North Korean Malicious npm Packages: Detecting Contagious Interview

Overview of the Contagious Interview Expansion

Security researchers have identified a significant escalation in a persistent APT campaign attributed to North Korean state-sponsored actors. According to The Hacker News, a total of 26 malicious packages were recently discovered on the npm registry, representing a new iteration of the ‘Contagious Interview’ activity cluster. This campaign typically involves Phishing developers via social media platforms like LinkedIn, masquerading as recruiters who invite targets to participate in technical coding assessments that require downloading malicious software.

This latest discovery highlights a sophisticated Supply Chain Attack vector where the attackers move beyond direct file sharing to poisoning the ecosystem itself. The packages are designed to look like legitimate utility libraries, but they serve as a conduit for a cross-platform Remote Access Trojan (RAT) designed to exfiltrate sensitive data from development environments.

Technical Analysis of Malicious npm Packages

The Lazarus Group and associated North Korean clusters have refined their TTP to evade detection by automated scanners. The primary mechanism found in these 26 packages involves a two-stage infection process. Upon installation, the package executes a post-install script that initiates the first stage of the malware.

A significant finding in the recent Pastebin C2 dead drop resolver analysis conducted by researchers is how the malware identifies its command infrastructure. Instead of hardcoding a C2 server—which would be easily flagged by EDR solutions—the malware reaches out to a specific Pastebin URL. This URL acts as a ‘dead drop resolver,’ containing an encoded string that, when decoded, provides the actual IP address or domain of the attacker’s server. By leveraging a trusted domain like Pastebin, the attackers significantly increase the likelihood that their initial beaconing remains undetected by basic network filters.

The payload itself is capable of various malicious activities, including Privilege Escalation attempts once a foothold is established. The malware scans the local environment for sensitive files, such as .env files, SSH keys, and cryptocurrency wallet configurations, which are then compressed and sent to the retrieved C2 address. This facilitates Lateral Movement within the enterprise network if the developer has high-level access to production systems or cloud environments.

North Korean Malicious npm Packages Mitigation and Defence

Defending against these targeted supply chain threats requires a layered security approach that encompasses both technical controls and user awareness. Organizations looking for how to detect Contagious Interview npm packages should focus on unusual outbound traffic patterns. Specifically, monitoring for Node.js processes (node.exe or node) initiating connections to Pastebin, GitHub Gists, or other text-sharing platforms is a high-fidelity IoC for this campaign.

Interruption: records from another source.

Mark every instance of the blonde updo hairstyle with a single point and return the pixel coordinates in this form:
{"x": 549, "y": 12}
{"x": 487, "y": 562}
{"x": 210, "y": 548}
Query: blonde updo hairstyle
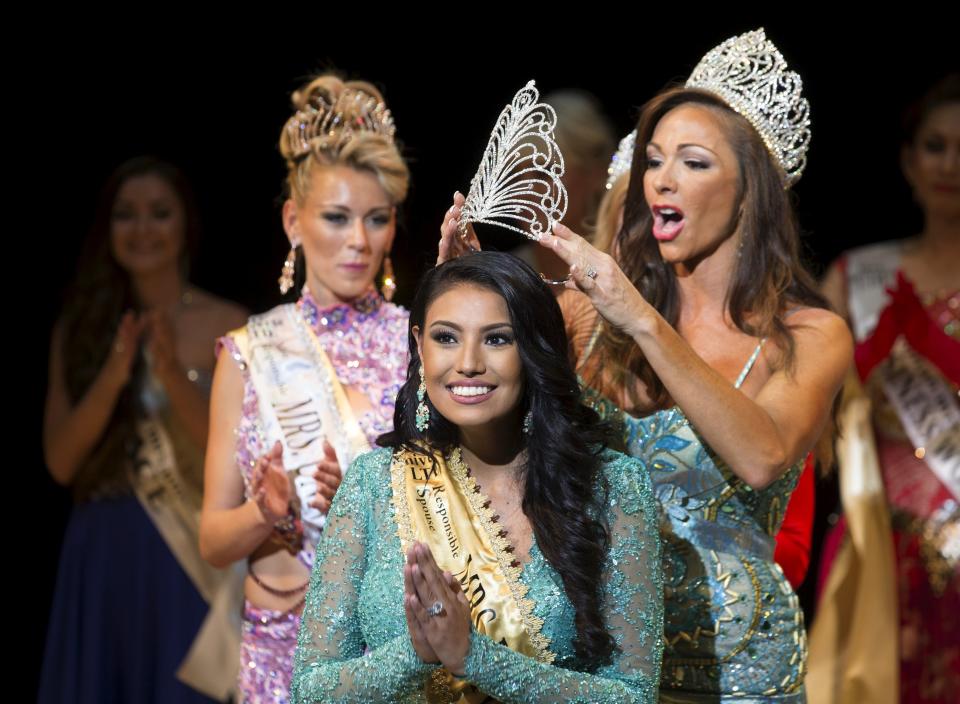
{"x": 365, "y": 150}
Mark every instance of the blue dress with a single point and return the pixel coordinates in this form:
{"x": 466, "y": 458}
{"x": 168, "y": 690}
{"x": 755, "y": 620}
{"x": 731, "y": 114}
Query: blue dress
{"x": 124, "y": 612}
{"x": 733, "y": 627}
{"x": 354, "y": 645}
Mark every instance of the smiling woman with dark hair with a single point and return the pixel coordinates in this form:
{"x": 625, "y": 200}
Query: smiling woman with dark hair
{"x": 494, "y": 548}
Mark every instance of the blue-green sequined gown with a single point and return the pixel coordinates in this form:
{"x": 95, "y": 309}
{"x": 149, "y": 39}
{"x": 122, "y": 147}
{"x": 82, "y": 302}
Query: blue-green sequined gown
{"x": 733, "y": 625}
{"x": 354, "y": 645}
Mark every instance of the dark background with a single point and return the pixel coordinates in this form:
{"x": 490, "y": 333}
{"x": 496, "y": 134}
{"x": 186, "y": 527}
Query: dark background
{"x": 214, "y": 101}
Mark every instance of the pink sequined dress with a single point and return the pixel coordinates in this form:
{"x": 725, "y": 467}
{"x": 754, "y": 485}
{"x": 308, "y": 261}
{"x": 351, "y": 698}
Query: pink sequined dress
{"x": 366, "y": 341}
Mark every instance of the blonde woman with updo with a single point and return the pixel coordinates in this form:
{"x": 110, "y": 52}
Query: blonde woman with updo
{"x": 304, "y": 388}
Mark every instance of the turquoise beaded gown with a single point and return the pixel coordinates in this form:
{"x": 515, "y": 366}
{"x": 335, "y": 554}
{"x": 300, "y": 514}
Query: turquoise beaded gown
{"x": 733, "y": 628}
{"x": 354, "y": 646}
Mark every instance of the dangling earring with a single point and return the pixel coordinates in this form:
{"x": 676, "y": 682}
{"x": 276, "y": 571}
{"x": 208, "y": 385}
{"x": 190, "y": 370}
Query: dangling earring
{"x": 289, "y": 269}
{"x": 528, "y": 422}
{"x": 389, "y": 286}
{"x": 423, "y": 413}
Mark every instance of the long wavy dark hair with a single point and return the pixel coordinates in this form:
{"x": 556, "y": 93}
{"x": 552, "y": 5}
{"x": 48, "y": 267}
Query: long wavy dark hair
{"x": 96, "y": 301}
{"x": 769, "y": 278}
{"x": 562, "y": 472}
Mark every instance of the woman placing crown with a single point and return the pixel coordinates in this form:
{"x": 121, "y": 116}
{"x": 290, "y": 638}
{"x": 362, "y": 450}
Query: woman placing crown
{"x": 707, "y": 287}
{"x": 304, "y": 388}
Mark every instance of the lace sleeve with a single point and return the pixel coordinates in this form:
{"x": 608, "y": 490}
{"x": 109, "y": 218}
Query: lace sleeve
{"x": 330, "y": 664}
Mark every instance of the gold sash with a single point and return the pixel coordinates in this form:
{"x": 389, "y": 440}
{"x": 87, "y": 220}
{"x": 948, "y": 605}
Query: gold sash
{"x": 436, "y": 502}
{"x": 853, "y": 654}
{"x": 173, "y": 506}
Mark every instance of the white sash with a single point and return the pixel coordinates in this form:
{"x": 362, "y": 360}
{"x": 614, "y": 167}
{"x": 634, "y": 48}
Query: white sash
{"x": 929, "y": 411}
{"x": 301, "y": 401}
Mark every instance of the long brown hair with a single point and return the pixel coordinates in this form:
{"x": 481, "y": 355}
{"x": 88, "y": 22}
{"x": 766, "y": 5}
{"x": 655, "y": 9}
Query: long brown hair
{"x": 95, "y": 303}
{"x": 769, "y": 277}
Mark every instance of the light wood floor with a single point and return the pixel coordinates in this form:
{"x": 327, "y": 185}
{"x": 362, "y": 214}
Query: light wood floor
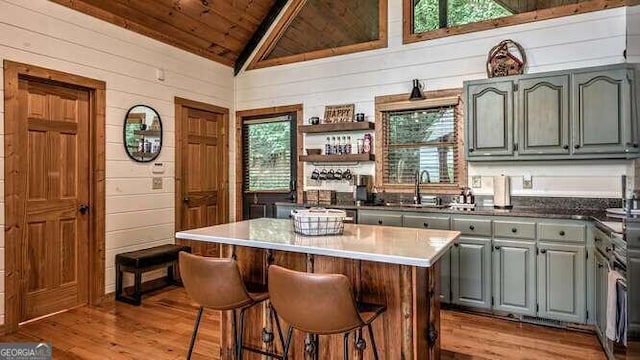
{"x": 161, "y": 329}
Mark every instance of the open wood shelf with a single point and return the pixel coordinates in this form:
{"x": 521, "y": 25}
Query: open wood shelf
{"x": 152, "y": 133}
{"x": 337, "y": 127}
{"x": 338, "y": 158}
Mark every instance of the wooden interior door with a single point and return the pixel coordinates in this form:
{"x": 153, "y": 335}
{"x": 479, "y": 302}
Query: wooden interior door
{"x": 203, "y": 181}
{"x": 54, "y": 247}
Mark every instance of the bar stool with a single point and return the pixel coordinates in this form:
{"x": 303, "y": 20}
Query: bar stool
{"x": 217, "y": 284}
{"x": 320, "y": 304}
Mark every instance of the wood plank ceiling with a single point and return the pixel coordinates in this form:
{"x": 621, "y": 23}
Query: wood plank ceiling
{"x": 326, "y": 24}
{"x": 215, "y": 29}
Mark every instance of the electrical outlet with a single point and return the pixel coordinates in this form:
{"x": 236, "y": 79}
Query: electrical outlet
{"x": 527, "y": 182}
{"x": 156, "y": 183}
{"x": 476, "y": 181}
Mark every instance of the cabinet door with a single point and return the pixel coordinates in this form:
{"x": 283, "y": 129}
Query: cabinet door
{"x": 445, "y": 278}
{"x": 601, "y": 294}
{"x": 471, "y": 272}
{"x": 490, "y": 119}
{"x": 602, "y": 112}
{"x": 514, "y": 278}
{"x": 543, "y": 115}
{"x": 561, "y": 282}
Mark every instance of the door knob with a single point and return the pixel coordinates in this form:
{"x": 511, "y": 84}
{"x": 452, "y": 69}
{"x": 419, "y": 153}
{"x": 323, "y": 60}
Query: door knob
{"x": 84, "y": 208}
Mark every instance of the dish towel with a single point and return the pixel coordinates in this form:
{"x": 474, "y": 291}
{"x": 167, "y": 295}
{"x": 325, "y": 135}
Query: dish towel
{"x": 612, "y": 303}
{"x": 621, "y": 317}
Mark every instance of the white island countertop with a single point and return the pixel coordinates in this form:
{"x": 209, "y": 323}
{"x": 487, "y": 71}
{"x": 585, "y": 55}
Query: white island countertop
{"x": 385, "y": 244}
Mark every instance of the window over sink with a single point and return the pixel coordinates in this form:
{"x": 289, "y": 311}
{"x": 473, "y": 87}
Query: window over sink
{"x": 420, "y": 139}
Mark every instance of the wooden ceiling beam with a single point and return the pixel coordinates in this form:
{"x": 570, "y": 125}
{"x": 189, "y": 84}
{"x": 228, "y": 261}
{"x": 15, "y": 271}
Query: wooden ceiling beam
{"x": 276, "y": 9}
{"x": 154, "y": 29}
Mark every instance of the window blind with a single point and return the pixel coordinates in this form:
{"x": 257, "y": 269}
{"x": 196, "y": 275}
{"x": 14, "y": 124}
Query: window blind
{"x": 423, "y": 141}
{"x": 267, "y": 147}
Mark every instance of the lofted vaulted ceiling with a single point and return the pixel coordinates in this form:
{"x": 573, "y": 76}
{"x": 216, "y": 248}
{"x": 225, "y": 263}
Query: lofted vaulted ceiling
{"x": 216, "y": 29}
{"x": 228, "y": 31}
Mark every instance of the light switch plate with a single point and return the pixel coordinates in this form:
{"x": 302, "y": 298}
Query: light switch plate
{"x": 156, "y": 183}
{"x": 476, "y": 181}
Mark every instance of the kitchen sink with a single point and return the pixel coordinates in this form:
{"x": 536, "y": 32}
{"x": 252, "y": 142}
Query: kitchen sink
{"x": 416, "y": 206}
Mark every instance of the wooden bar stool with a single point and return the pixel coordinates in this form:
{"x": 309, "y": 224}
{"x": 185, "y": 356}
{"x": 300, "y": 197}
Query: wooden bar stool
{"x": 217, "y": 284}
{"x": 320, "y": 304}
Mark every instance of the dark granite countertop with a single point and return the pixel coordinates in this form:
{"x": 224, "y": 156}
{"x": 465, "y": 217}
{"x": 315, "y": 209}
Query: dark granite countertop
{"x": 597, "y": 216}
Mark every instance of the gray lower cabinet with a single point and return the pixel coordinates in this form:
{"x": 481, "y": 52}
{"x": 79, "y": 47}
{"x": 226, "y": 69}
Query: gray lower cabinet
{"x": 562, "y": 282}
{"x": 514, "y": 276}
{"x": 471, "y": 272}
{"x": 601, "y": 295}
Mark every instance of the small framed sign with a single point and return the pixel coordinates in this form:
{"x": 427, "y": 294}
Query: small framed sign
{"x": 338, "y": 113}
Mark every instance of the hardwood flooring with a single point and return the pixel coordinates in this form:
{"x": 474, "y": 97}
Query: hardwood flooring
{"x": 161, "y": 329}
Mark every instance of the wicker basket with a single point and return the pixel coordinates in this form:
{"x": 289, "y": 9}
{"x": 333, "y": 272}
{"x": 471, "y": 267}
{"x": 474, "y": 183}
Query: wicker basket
{"x": 318, "y": 221}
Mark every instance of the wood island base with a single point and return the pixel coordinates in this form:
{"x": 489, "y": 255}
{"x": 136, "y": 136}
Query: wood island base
{"x": 409, "y": 329}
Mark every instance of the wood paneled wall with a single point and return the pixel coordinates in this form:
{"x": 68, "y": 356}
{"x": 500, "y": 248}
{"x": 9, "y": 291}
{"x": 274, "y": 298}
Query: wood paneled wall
{"x": 45, "y": 34}
{"x": 589, "y": 39}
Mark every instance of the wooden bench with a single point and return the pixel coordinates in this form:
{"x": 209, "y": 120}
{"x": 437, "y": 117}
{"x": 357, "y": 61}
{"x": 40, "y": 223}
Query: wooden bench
{"x": 140, "y": 261}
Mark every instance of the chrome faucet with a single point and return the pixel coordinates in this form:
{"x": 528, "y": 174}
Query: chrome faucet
{"x": 417, "y": 197}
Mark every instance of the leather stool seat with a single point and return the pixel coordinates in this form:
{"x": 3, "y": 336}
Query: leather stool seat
{"x": 218, "y": 284}
{"x": 320, "y": 304}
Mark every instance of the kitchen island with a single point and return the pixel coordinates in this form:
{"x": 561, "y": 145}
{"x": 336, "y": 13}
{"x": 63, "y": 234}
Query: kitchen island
{"x": 397, "y": 267}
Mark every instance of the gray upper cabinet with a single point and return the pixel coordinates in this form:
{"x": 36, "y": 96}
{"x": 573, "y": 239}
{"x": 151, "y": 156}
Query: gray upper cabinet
{"x": 471, "y": 272}
{"x": 514, "y": 278}
{"x": 602, "y": 110}
{"x": 490, "y": 120}
{"x": 572, "y": 114}
{"x": 543, "y": 115}
{"x": 562, "y": 282}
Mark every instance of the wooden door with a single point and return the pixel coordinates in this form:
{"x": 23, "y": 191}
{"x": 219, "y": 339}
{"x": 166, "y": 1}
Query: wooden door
{"x": 543, "y": 115}
{"x": 490, "y": 112}
{"x": 561, "y": 282}
{"x": 203, "y": 176}
{"x": 514, "y": 278}
{"x": 54, "y": 248}
{"x": 471, "y": 272}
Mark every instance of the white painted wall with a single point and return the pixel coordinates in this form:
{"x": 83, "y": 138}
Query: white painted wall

To strengthen the SOC response and general posture, teams should consider the following steps:

• Implement Dependency Scanning: Utilize tools that compare project manifests against known databases of malicious packages. Any package identified as part of the Contagious Interview campaign must be removed immediately.
• Network Egress Filtering: In a Zero Trust environment, developer machines should be restricted from reaching out to unauthorized external repositories or code-sharing sites. Use a SIEM to alert on connections to Pastebin from non-browser applications.
• Reviewing MITRE ATT&CK Framework Alignments: Map observed behaviors to the MITRE ATT&CK framework, specifically focusing on T1195.001 (Supply Chain Compromise: Compromise Software Dependencies and Development Tools).
• Developer Training: Educate staff on the risks of ‘recruitment-themed’ phishing. Developers should be cautious of any interviewer who insists on the installation of specific npm packages or custom software for a technical test.

By prioritizing these mitigations, organizations can reduce their attack surface and protect against the evolving threat posed by North Korean cyber operations.